The question, of course, is which Sydney? Visiting some of the hottest food destinations right now, your path is likely to be well trodden. The breadth and depth of interesting eating in Sydney, though, means you can slice it a great number of ways and come up with an interesting result. Asian-influenced Italian. A comparison of the city’s various Chinatowns. Testing the theory that Sydney is home to the best Thai food outside Asia. The breakfast blitz. Barefoot luxury. Nothing but seafood. The city enjoyed on and from the water alone. Good options all. There’s a lot of Sydneys. Here’s one of my favourites:
Kick off with coffee at Neighbourhood, a hole in the wall distinguished by unfailingly friendly service from owner Sean McManus and quite possibly the best flat white in town. Fortified, you can now consider breakfast in earnest. Sydney likes breakfast. A lot. Spice yours up with a visit to Boon, a café within a glammed-up Thai grocery. Here deep-cuts from the Thai repertoire meet unusual pastries and a Sydney café sensibility – rare is the venue that serves Brickfields sourdough and matcha waffles on the one hand and ant-egg larb on the other. Rarer and more interesting still is a place that mingles the two streams. Thai-style pork crackling garnishes the avocado toast, while bacon and baked eggs make a fine complement to grilled pork skewers and congee.

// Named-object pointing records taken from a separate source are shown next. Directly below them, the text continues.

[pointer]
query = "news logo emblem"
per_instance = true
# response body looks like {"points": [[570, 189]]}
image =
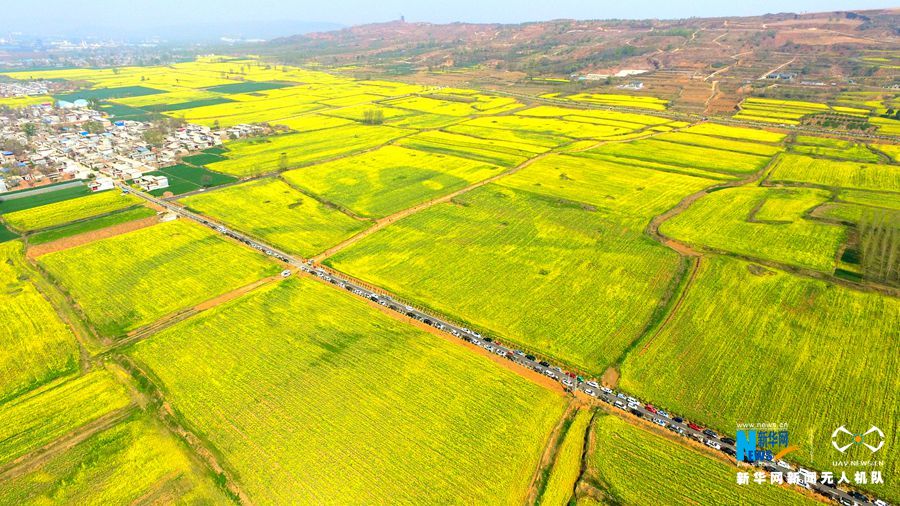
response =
{"points": [[753, 445], [841, 435]]}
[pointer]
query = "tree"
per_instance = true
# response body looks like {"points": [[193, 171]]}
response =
{"points": [[94, 127], [154, 137]]}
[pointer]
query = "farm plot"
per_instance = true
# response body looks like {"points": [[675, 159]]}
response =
{"points": [[885, 200], [523, 267], [187, 178], [892, 150], [550, 126], [259, 156], [312, 122], [13, 201], [806, 348], [722, 220], [249, 111], [37, 346], [30, 421], [791, 168], [456, 106], [90, 225], [641, 102], [567, 465], [614, 118], [131, 462], [339, 403], [740, 133], [500, 134], [132, 279], [278, 214], [625, 193], [59, 213], [692, 139], [834, 148], [684, 155], [388, 180], [505, 153], [637, 466], [787, 112]]}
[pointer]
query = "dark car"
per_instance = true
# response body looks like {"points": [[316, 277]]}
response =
{"points": [[859, 497]]}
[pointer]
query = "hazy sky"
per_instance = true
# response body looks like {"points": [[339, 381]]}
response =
{"points": [[45, 15]]}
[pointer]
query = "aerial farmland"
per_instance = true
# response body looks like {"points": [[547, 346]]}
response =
{"points": [[250, 279]]}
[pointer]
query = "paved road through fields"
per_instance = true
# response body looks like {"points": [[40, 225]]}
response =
{"points": [[617, 400]]}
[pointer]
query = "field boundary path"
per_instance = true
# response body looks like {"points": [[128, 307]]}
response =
{"points": [[636, 411], [387, 220]]}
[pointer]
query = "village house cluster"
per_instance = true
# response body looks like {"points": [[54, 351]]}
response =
{"points": [[75, 142]]}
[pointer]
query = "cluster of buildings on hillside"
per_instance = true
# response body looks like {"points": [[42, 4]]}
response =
{"points": [[53, 144]]}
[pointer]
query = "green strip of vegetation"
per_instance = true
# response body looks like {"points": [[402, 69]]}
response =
{"points": [[8, 206], [90, 225], [247, 87]]}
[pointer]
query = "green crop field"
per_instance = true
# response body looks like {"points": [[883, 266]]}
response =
{"points": [[524, 267], [627, 193], [6, 234], [567, 465], [90, 225], [275, 212], [832, 173], [694, 139], [338, 403], [501, 134], [130, 280], [259, 156], [42, 415], [135, 461], [58, 213], [10, 204], [728, 162], [722, 220], [505, 153], [246, 87], [388, 180], [732, 132], [631, 465], [552, 126], [827, 361], [37, 346]]}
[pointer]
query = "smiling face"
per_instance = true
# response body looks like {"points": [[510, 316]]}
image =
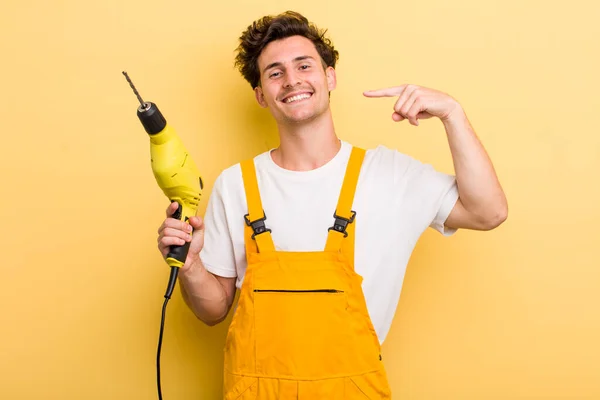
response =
{"points": [[294, 84]]}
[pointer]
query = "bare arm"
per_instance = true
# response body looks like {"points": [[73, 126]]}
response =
{"points": [[208, 296], [482, 204]]}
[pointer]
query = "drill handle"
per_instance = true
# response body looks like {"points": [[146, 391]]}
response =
{"points": [[178, 253]]}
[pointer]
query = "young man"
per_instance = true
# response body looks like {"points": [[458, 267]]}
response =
{"points": [[316, 234]]}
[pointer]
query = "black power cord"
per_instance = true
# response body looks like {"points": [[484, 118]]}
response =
{"points": [[169, 292]]}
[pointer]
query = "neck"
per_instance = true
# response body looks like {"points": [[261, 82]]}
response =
{"points": [[306, 146]]}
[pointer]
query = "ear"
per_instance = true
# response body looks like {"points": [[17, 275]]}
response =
{"points": [[260, 97], [331, 78]]}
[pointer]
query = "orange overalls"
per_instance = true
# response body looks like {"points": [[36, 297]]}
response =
{"points": [[301, 329]]}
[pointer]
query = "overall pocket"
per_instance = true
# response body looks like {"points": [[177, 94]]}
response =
{"points": [[302, 333]]}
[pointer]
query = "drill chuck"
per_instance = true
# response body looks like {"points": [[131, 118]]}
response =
{"points": [[151, 118]]}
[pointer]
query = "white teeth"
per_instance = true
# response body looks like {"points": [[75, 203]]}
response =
{"points": [[297, 97]]}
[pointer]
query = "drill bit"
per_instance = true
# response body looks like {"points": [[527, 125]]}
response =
{"points": [[135, 90]]}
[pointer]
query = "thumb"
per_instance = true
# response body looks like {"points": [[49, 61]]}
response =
{"points": [[196, 222]]}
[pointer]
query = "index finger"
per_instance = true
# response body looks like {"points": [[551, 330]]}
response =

Could it be lunch already? Let’s hope so. Two of the hottest options in town involve kitchens built around the hearth. At Ester, in the rapidly gentrifying streets of Chippendale, informed, easygoing service and a savvy, progressive wine list frame a menu that puts the wood-fired oven to unusually good use. The more-usual suspects such as ducks, bread and pies are baked and roasted with finesse, but the flames are also deployed to gently warm oysters (served with the twang of horseradish), char cauliflower (done with a splendid almond sauce and mint) and scorch mandarins to accessorise fat slices of cured kingfish with miso sauce.
At Firedoor, meanwhile, Lennox Hastie takes the skills he learned working at the globally acclaimed Basque-country restaurant Etxebarri and translates them to Surry Hills, in a kitchen where all the cooking – repeat,allthe cooking – is done over coals. The real surprise here is the delicacy of Hastie’s touch: marron, Australia’s luxurious freshwater lobster, for instance, sings with sweetness, accented with finger lime and native herbs. Firedoor also serves one of the most serious dry-aged steaks in the country – albeit at the most serious price of $149.
All this eating is apt to make a person thirsty. Seek refreshment at 10 William St, a wine bar that sneaks some surprising and subversive influences into its ostensibly Italian cellar and menu.
And then it’s time for dinner. Few restaurants better characterise the modern face of Sydney cooking right now than Automata. The setting is polished and the outlook is cosmopolitan, but even as they take wing with wild ideas on the plate and in the glass (hello Balmain bug tail with steamed eggplant and XO sauce) chef Clayton Wells and his team work to keep things grounded and friendly. Dreaming big and treading lightly: could this be the new flavour of Sydney?